I might have missed that bit but will Pop be told his or her gendre when he/she asks?

I do not remember for my eldest dCS, but DD4 is 3 1/2yo, she knows she is a girl obviously and whenever we meet new people, adults or children, she always asks if they are boys or girls. I suppose it helps her to identiie to something. I am very much against gender stereotype but having a clue of your gender, how can that be "cruel" ?

juuule · 19/06/2010 17:01

Gorionine - I think 'Pop' already knows there are physical differences between genders. It seems to me that the parents are trying to stop biased comments from other people by not disclosing their child's gender.
"Although Pop knows that there are physical differences between a boy and a girl, Pop's parents never use personal pronouns when referring to the child "

Halfday - Pop isn't the child's real name.
"Footnote: Pop is not the child's real name but is the name used in Svenska Dagbladet's interview with the child's parents from March 6th."

LynetteScavo · 19/06/2010 17:13

Well, I reckon we've only got about 6 more months to wait until pop lets the cat out of the bag, and the suspense will be over.

Then people will treat Pop as they would a girl or boy, and the first 3 years when no body knew, and pop couldn't have cared less will have been pointless.

gorionine · 19/06/2010 17:17

That is what I am thinking too LynetteScavo!

ProfessorLaytonIsMyLoveSlave · 19/06/2010 17:26

Cammelia -- adult male and female brains are hardwired differently, but (a) not as differently as some reports like to suggest and (b) a good proportion of that seems to be down to brain plasticity, i.e. what happens between birth and adulthood to change the way in which the brain is wired.

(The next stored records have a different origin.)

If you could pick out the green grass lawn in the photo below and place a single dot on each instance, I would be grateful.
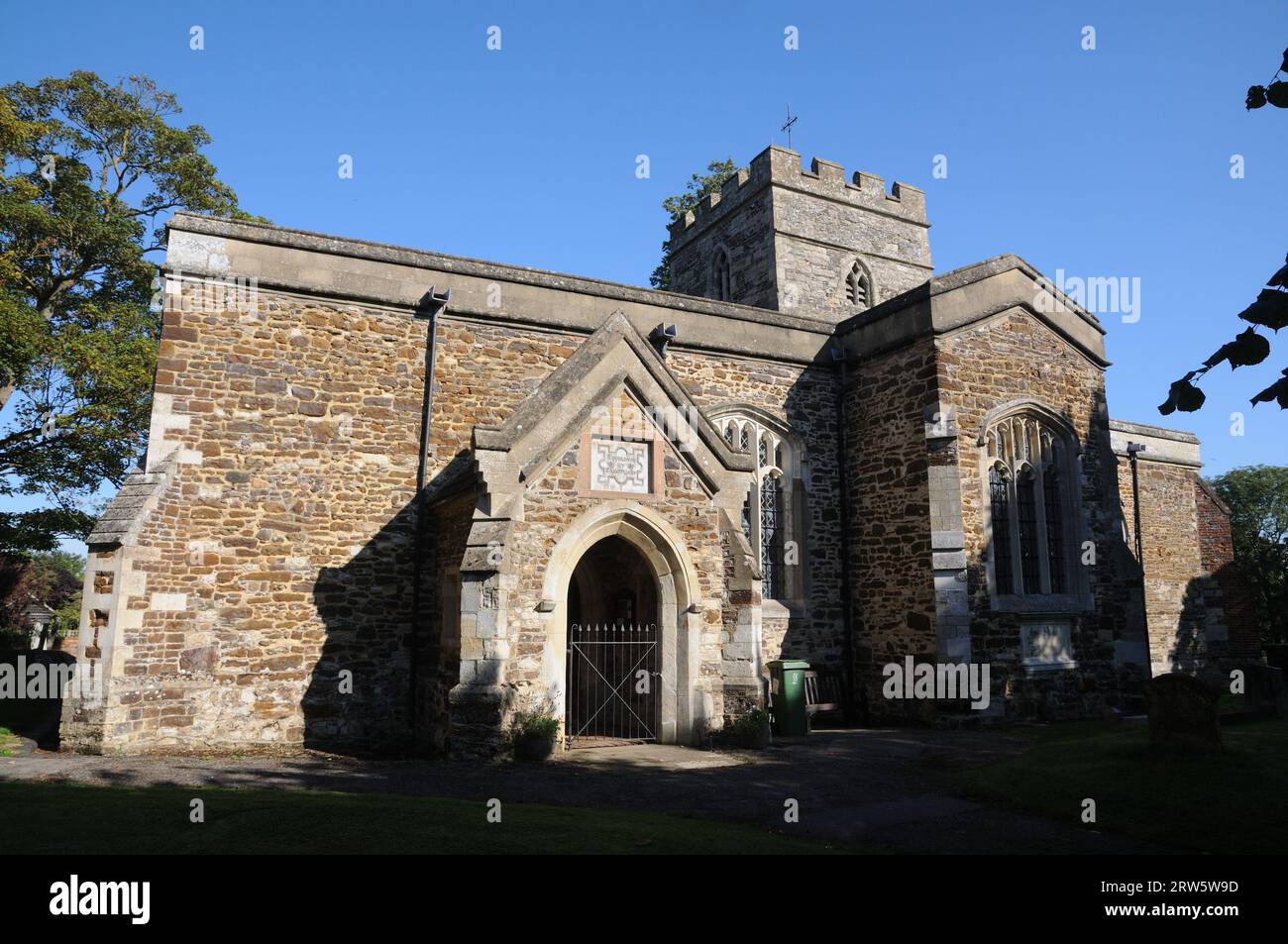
(62, 818)
(1229, 802)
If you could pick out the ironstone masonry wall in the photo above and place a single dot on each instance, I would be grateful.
(279, 553)
(1000, 361)
(890, 518)
(1194, 595)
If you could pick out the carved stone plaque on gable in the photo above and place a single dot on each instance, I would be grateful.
(619, 465)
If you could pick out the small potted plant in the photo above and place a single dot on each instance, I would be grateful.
(750, 730)
(533, 736)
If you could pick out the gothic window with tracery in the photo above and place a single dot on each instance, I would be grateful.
(858, 286)
(769, 515)
(1029, 471)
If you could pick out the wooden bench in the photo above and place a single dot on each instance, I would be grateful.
(823, 691)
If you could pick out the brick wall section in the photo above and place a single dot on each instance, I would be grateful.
(1175, 577)
(805, 399)
(279, 556)
(992, 364)
(746, 232)
(1229, 590)
(890, 517)
(281, 553)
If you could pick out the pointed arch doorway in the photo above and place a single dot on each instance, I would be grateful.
(613, 657)
(643, 577)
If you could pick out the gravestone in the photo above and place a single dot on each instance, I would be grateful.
(1183, 715)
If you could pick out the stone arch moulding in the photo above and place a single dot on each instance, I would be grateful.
(679, 604)
(1025, 404)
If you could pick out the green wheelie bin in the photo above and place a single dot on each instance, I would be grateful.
(787, 697)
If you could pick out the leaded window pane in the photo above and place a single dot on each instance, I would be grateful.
(1000, 498)
(1055, 527)
(772, 537)
(1025, 500)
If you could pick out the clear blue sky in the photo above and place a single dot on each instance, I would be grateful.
(1113, 162)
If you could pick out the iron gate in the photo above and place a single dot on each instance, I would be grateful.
(612, 682)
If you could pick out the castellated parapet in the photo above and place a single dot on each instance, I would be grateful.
(803, 241)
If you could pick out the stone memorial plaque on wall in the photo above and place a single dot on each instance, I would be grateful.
(619, 465)
(1047, 644)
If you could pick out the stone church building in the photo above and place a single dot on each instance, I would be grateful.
(393, 497)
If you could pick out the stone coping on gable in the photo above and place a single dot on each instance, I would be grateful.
(964, 296)
(317, 264)
(1162, 445)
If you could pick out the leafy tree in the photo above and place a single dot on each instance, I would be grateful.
(698, 187)
(1257, 497)
(1270, 308)
(89, 171)
(52, 578)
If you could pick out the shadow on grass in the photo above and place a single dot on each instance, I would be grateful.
(1229, 802)
(51, 818)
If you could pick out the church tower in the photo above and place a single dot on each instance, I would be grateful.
(803, 241)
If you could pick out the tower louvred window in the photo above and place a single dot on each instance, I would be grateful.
(858, 286)
(721, 282)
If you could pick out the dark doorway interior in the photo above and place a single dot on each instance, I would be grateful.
(613, 655)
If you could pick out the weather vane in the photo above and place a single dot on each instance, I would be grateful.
(789, 125)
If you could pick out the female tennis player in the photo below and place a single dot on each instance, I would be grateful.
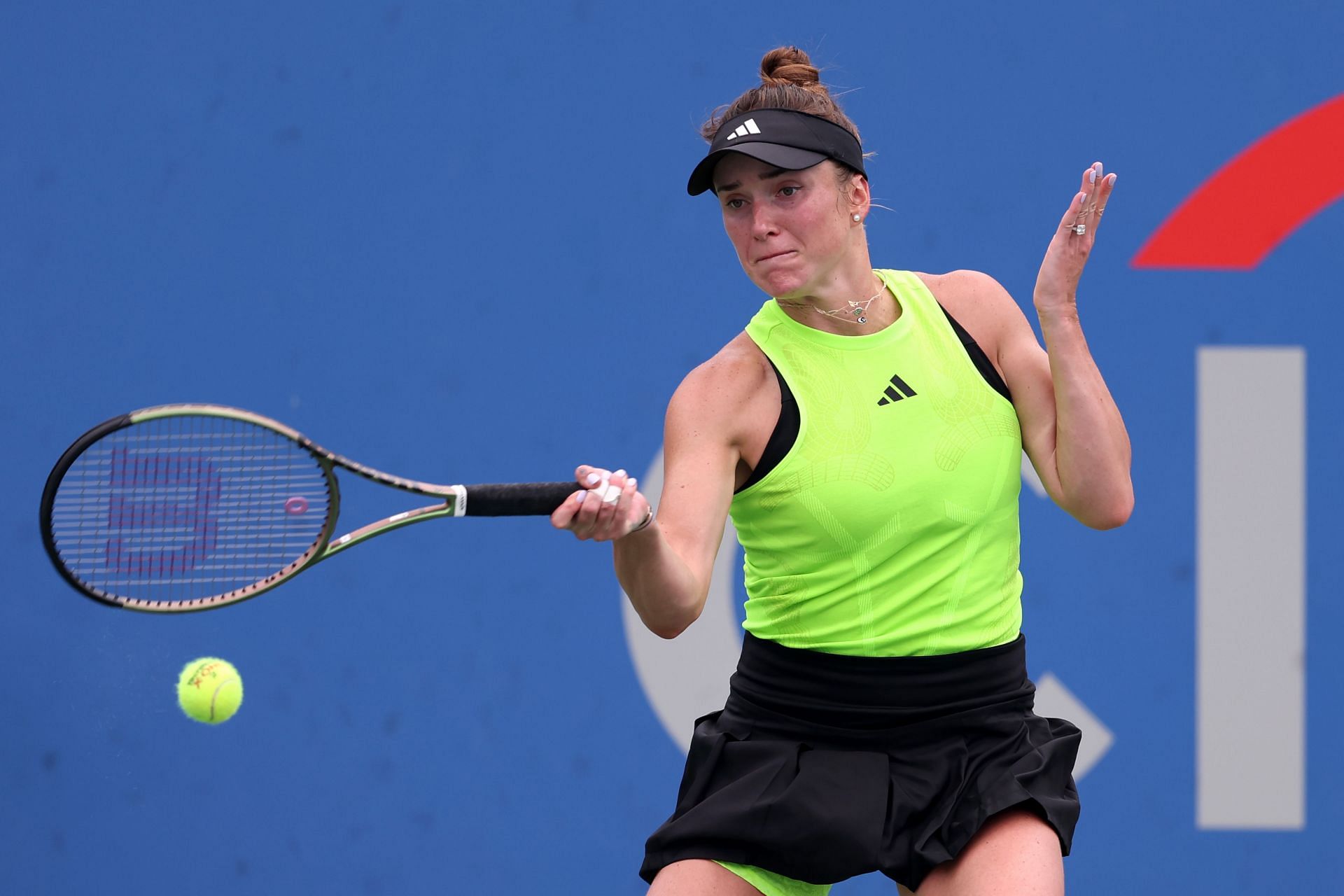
(864, 433)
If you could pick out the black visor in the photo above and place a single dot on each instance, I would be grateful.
(780, 137)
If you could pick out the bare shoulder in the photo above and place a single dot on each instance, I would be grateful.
(723, 388)
(980, 304)
(971, 296)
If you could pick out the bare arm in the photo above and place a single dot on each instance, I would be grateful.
(1070, 426)
(666, 567)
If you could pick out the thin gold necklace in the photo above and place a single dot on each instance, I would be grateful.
(855, 314)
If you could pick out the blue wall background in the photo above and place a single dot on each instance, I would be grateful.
(452, 241)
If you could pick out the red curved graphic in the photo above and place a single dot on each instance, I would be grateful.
(1237, 218)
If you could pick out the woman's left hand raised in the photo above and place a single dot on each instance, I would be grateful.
(1057, 284)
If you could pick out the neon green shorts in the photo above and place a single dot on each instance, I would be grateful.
(772, 884)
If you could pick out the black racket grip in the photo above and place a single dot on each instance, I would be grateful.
(518, 498)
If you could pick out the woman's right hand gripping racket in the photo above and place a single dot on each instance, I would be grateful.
(194, 507)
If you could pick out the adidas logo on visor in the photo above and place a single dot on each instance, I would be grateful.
(745, 128)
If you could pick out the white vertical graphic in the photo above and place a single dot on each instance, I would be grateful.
(1252, 606)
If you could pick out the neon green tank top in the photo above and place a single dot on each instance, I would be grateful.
(890, 528)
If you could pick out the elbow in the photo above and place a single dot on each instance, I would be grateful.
(670, 625)
(668, 631)
(1110, 514)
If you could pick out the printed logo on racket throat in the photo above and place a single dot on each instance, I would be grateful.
(748, 127)
(898, 390)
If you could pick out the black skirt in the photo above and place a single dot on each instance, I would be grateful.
(824, 766)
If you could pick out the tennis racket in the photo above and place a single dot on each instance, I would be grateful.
(194, 507)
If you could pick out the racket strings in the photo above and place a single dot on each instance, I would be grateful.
(185, 508)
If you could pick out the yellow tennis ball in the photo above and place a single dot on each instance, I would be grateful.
(210, 690)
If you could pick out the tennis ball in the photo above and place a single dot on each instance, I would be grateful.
(210, 690)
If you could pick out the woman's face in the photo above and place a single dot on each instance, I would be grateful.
(792, 229)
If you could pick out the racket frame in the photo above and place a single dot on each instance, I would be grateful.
(452, 503)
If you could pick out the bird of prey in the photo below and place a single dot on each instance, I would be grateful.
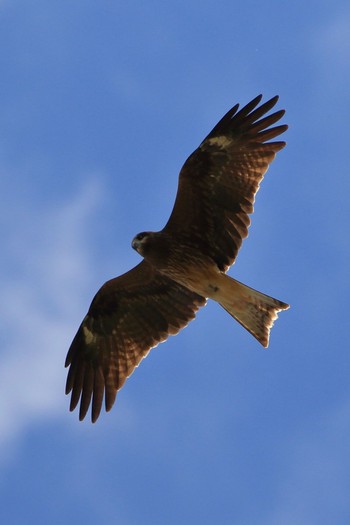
(184, 264)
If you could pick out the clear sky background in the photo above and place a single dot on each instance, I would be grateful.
(100, 104)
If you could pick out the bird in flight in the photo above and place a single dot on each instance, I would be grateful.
(184, 264)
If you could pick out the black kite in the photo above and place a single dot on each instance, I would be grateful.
(184, 264)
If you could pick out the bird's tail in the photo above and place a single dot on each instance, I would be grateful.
(252, 309)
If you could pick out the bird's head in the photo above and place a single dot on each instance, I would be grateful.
(141, 241)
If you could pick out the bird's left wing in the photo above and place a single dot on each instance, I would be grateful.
(128, 316)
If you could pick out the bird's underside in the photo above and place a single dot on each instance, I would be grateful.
(183, 264)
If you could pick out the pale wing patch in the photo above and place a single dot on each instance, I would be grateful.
(222, 141)
(89, 336)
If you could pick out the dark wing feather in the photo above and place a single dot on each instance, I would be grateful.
(218, 182)
(128, 316)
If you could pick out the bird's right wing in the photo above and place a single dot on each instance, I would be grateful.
(128, 316)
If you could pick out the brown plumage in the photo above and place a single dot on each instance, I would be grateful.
(184, 264)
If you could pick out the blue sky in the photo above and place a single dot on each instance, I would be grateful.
(101, 103)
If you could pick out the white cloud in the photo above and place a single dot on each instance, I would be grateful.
(47, 269)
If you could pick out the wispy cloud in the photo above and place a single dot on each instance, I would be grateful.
(37, 309)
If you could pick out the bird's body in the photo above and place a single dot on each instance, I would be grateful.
(184, 264)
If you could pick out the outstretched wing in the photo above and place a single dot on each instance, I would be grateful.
(218, 182)
(128, 316)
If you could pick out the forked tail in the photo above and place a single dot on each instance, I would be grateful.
(252, 309)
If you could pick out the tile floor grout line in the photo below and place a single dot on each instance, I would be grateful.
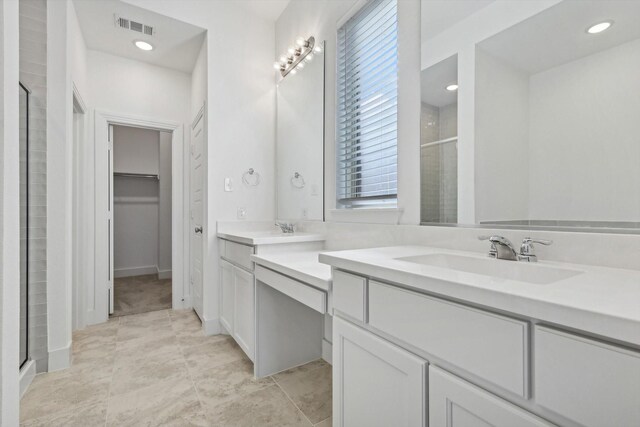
(294, 403)
(113, 372)
(193, 383)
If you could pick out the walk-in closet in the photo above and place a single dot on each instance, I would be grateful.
(141, 220)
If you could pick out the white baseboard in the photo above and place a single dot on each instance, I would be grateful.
(163, 274)
(135, 271)
(211, 326)
(327, 351)
(60, 358)
(27, 374)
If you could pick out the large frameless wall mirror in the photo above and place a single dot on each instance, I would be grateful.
(300, 141)
(24, 224)
(550, 136)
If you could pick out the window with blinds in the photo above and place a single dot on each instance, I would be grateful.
(366, 122)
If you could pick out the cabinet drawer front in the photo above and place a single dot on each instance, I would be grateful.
(592, 383)
(307, 295)
(349, 294)
(492, 347)
(375, 383)
(239, 254)
(456, 403)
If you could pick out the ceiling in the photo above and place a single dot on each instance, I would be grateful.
(438, 15)
(268, 9)
(558, 34)
(176, 43)
(435, 79)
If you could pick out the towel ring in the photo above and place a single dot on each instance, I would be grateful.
(297, 180)
(251, 178)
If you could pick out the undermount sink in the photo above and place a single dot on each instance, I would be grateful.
(510, 270)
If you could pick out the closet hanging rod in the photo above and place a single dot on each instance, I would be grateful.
(136, 175)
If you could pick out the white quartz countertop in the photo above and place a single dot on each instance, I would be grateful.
(302, 265)
(269, 237)
(600, 300)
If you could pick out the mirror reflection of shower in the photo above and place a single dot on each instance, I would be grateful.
(24, 224)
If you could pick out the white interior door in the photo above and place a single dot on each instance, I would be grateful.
(196, 196)
(110, 219)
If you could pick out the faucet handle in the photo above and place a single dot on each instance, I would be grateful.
(493, 251)
(529, 241)
(527, 252)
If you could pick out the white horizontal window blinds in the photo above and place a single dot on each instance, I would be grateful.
(367, 106)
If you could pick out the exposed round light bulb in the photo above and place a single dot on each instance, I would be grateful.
(143, 45)
(599, 27)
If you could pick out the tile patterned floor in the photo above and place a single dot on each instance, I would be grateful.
(158, 368)
(140, 294)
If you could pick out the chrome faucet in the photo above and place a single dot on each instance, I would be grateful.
(527, 252)
(502, 248)
(286, 227)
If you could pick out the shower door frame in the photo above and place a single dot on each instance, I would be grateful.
(26, 269)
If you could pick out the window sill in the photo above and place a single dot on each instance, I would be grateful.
(367, 215)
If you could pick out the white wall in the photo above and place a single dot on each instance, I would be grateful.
(136, 88)
(501, 140)
(584, 138)
(461, 39)
(320, 19)
(136, 150)
(9, 215)
(240, 118)
(78, 53)
(199, 82)
(59, 185)
(147, 92)
(136, 204)
(164, 207)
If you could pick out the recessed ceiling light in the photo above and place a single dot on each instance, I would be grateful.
(599, 27)
(143, 45)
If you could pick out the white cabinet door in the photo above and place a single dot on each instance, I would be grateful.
(243, 325)
(454, 402)
(227, 295)
(375, 383)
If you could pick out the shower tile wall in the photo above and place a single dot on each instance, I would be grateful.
(439, 164)
(33, 73)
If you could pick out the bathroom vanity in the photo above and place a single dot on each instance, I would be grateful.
(429, 336)
(237, 280)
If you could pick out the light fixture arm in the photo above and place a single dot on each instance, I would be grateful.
(298, 55)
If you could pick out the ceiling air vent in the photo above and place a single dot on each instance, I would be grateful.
(138, 27)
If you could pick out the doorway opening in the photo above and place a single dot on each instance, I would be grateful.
(141, 235)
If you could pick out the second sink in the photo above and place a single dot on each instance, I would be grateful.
(510, 270)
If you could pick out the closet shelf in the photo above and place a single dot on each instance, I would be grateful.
(136, 175)
(442, 141)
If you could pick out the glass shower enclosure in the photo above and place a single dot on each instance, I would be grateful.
(24, 224)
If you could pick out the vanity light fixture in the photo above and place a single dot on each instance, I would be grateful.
(142, 45)
(294, 60)
(599, 27)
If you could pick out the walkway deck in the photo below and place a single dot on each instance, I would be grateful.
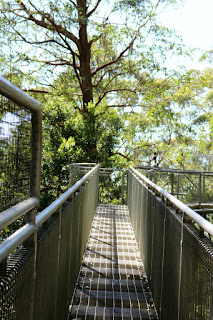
(112, 283)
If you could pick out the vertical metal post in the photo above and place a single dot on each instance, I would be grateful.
(122, 187)
(58, 213)
(162, 262)
(178, 181)
(200, 191)
(204, 188)
(180, 266)
(31, 242)
(172, 183)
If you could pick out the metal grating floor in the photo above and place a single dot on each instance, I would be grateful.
(112, 283)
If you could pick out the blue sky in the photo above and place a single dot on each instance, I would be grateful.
(193, 21)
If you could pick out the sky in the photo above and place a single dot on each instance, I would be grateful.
(193, 21)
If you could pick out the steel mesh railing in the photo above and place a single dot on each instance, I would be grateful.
(42, 288)
(178, 257)
(15, 153)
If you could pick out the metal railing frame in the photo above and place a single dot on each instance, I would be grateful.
(201, 186)
(18, 237)
(19, 97)
(191, 214)
(143, 208)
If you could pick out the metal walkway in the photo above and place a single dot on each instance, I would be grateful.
(112, 283)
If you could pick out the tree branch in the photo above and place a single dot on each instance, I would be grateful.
(49, 26)
(95, 7)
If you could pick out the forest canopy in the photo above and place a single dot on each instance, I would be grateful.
(99, 70)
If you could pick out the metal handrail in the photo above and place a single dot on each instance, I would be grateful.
(18, 237)
(22, 99)
(159, 169)
(10, 215)
(47, 212)
(203, 223)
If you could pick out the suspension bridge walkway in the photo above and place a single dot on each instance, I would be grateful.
(150, 257)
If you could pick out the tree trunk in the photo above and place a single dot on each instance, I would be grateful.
(84, 56)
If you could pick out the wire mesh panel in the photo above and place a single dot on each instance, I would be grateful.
(15, 153)
(15, 286)
(112, 186)
(178, 259)
(197, 270)
(60, 251)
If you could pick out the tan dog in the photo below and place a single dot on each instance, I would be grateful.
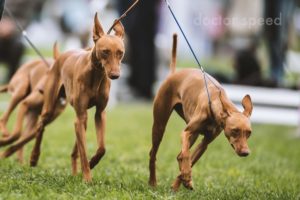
(184, 92)
(27, 86)
(84, 77)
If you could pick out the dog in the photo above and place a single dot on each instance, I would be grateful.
(84, 78)
(184, 91)
(26, 87)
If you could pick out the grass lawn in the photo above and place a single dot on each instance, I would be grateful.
(272, 171)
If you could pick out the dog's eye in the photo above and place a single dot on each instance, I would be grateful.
(248, 134)
(120, 54)
(235, 133)
(105, 54)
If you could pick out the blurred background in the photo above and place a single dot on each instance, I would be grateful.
(251, 46)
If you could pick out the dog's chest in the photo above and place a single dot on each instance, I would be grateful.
(210, 127)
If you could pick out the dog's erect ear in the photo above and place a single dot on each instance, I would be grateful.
(226, 104)
(56, 52)
(247, 104)
(98, 30)
(119, 29)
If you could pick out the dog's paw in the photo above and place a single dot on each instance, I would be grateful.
(152, 183)
(176, 184)
(188, 184)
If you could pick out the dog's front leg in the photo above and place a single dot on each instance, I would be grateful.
(196, 155)
(18, 94)
(80, 129)
(100, 119)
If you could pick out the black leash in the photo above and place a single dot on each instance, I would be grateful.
(122, 16)
(24, 33)
(193, 52)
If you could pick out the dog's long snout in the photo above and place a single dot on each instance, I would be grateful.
(244, 152)
(114, 76)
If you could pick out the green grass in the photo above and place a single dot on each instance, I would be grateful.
(270, 172)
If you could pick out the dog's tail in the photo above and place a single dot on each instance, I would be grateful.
(56, 52)
(174, 53)
(3, 88)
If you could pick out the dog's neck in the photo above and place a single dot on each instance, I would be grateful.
(220, 114)
(96, 64)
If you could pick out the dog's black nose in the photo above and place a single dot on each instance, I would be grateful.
(244, 153)
(114, 76)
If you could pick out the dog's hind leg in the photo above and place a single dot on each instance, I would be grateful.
(17, 95)
(31, 120)
(74, 157)
(162, 110)
(35, 99)
(100, 120)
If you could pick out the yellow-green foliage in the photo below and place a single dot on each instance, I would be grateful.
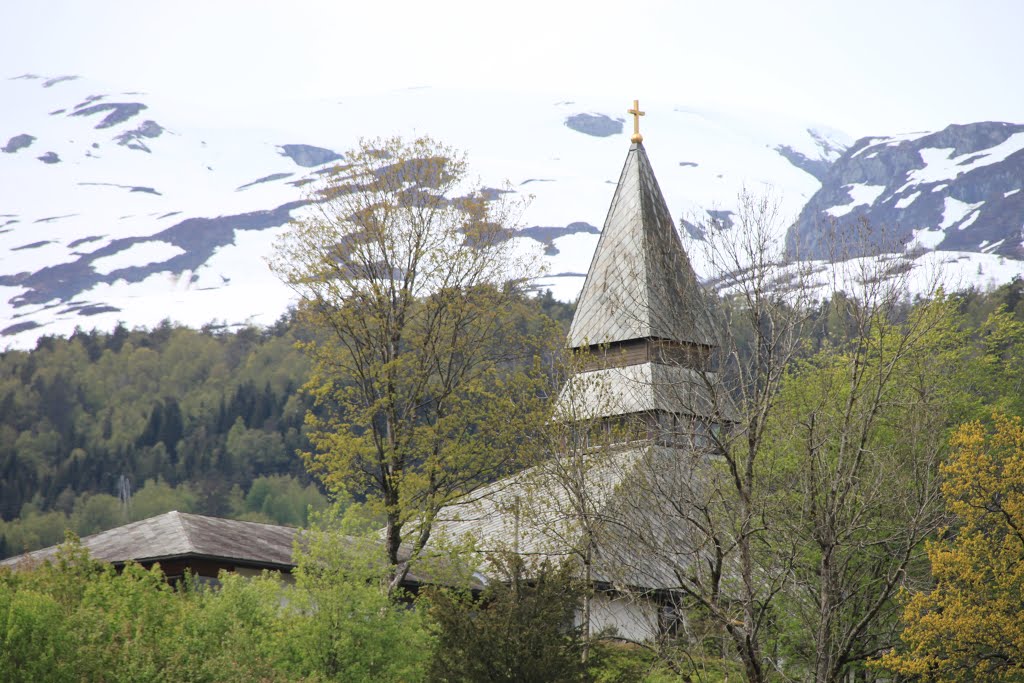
(970, 627)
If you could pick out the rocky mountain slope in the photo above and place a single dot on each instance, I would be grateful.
(119, 206)
(953, 190)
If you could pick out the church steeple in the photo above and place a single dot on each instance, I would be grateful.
(640, 286)
(641, 323)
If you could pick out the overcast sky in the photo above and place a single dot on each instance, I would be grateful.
(865, 67)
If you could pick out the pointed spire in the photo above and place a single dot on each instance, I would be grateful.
(640, 284)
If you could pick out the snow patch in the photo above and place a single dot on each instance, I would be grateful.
(927, 239)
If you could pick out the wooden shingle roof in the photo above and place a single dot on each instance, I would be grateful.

The book Pink Brain, Blue Brain (which I recommended earlier on the thread) has some fascinating stuff on this from the point of view of neuroscience.

TheShriekingHarpy · 19/06/2010 19:25

This reply has been deleted

Message withdrawn

EnglandAllenPoe · 19/06/2010 21:18

And is this really true? : "the feminist philosophy that gender is a social construction".

you don't need to raise a child like this to disprove that long-discredited idea.

there are so many existing case histories a physical evidence to the contrary (identifiable brain-differences etc) ..men and women are not the same. a man can possess a female brain....(and vice versa) and will know it despite socialisation and having the correct physical apparatus (which will seem to him/her very wrong..)...

smallorange · 19/06/2010 21:36

Social constructionism isn't a discredited theory!

Yes there are physical brain differences, hormonal differences, genetic differences which produce two sexes.

But you can't suggest that this is enough to explain gender.

Social constructionist theory suggests that context and culture gave a huge role to play in shaping gender mainly through the language we use and through access yo cultural tools such as computers and the power relations they engender.

Subtle messages about gender roles are taken in from birth and produce gendered children before they are even aware of sex differences.

EnglandAllenPoe · 19/06/2010 21:43

let me rephrase: that gender is a wholly social construction.

however the point still stands - even with the social construction going totally in the opposite direction, the physical brain-gender wins out...

WellMeantHellBent · 19/06/2010 22:01

Poor pop, children will surely just be starting to learn what is expected of them and imitate behaviour as a girl or a boy after the age of two won't they? The child will be able to tell people what sex it is soon anyway.

Agree with the other poster who said it is better to challenge ideas like 'only women can be teachers' than to do experiments like this.